Nous nous souvenons tous de cette phrase assassine qui clôturait les Thèses sur Feuerbach de Marx et Engels : « Les philosophes n’ont fait qu’interpréter le monde de différentes manières, ce qui importe, c’est de le transformer. » Loin d’en entériner d’emblée le constat, la Société de Philosophie du Québec (SPQ) voudrait plutôt, pour son Congrès 2013, convier les philosophes de tous horizons à réfléchir et échanger sur la manière dont la philosophie a, de tous temps, compris son efficace sur le monde. Que le moteur de l’acte de philosopher soit de transformer celui qui en est l’auteur, celui à qui il s’adresse ou encore l’objet qu’il se donne, on ne saurait douter que la philosophie même lorsqu’elle interprète le monde, cherche toujours à le transformer, lui ou ses habitants. À moins, bien sûr, que la philosophie ne soit que le reflet des changements qui s’opèrent dans le monde dont elle est issue…
S’agit-il, comme dans le cas des tentatives qui visent à définir la « vie bonne », de fournir les conditions de possibilité d’une maîtrise ou d’une production de soi, alors la philosophie se donne comme remède, hygiène, exercice ou démarche créatrice.
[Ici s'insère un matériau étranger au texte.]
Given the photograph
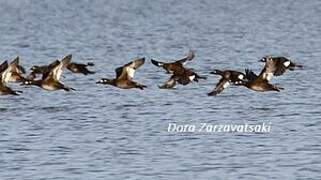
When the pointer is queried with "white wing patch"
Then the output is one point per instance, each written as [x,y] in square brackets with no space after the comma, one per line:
[286,63]
[130,72]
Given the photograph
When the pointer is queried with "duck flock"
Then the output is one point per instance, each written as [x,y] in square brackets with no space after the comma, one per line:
[48,76]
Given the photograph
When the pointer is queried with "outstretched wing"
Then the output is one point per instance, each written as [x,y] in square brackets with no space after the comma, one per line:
[190,56]
[128,70]
[3,66]
[170,83]
[220,86]
[250,75]
[47,69]
[56,72]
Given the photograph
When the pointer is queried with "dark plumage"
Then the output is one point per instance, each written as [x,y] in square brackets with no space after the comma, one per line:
[125,75]
[278,65]
[80,68]
[228,77]
[51,75]
[180,74]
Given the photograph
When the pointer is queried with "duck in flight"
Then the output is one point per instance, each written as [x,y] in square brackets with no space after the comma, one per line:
[5,70]
[276,66]
[180,74]
[259,82]
[51,76]
[14,72]
[125,75]
[80,68]
[228,77]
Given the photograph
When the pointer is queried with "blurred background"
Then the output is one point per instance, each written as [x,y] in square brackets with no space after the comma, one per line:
[101,132]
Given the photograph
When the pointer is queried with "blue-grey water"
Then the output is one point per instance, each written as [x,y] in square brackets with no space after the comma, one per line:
[101,132]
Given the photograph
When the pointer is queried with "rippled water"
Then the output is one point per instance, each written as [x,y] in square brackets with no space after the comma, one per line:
[100,132]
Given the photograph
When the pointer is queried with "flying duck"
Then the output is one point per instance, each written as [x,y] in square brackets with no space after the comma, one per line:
[259,82]
[4,89]
[125,75]
[175,66]
[13,72]
[35,70]
[51,75]
[278,65]
[80,68]
[180,74]
[228,77]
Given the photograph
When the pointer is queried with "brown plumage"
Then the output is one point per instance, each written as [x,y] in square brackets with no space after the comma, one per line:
[51,76]
[125,75]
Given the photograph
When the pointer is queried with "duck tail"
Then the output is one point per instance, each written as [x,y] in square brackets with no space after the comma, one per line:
[16,93]
[218,72]
[157,63]
[140,86]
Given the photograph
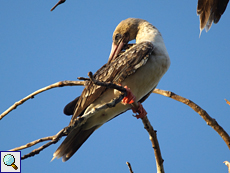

Pour les philosophies qui prennent pour objet les pratiques sociales et les normes sur lesquelles elles s’articulent, c’est leur propre teneur théorique qui prend valeur de praxis dans un effort pour « changer la façon commune de penser » (Denis Diderot). Ainsi, qu’elle demeure purement critique ou qu’elle se donne pour fondatrice de normes nouvelles, la philosophie, toujours, cherche à atteindre les institutions qui fabriquent le sujet ou qui structurent ses relations au monde ou aux autres et d’en ébranler la légitimité.
Les questions qui sont ouvertes par ce thème sont nombreuses et cherchent à rendre possible la constitution d’échanges féconds entre philosophes issus de toutes les spécialisations et de toutes les écoles.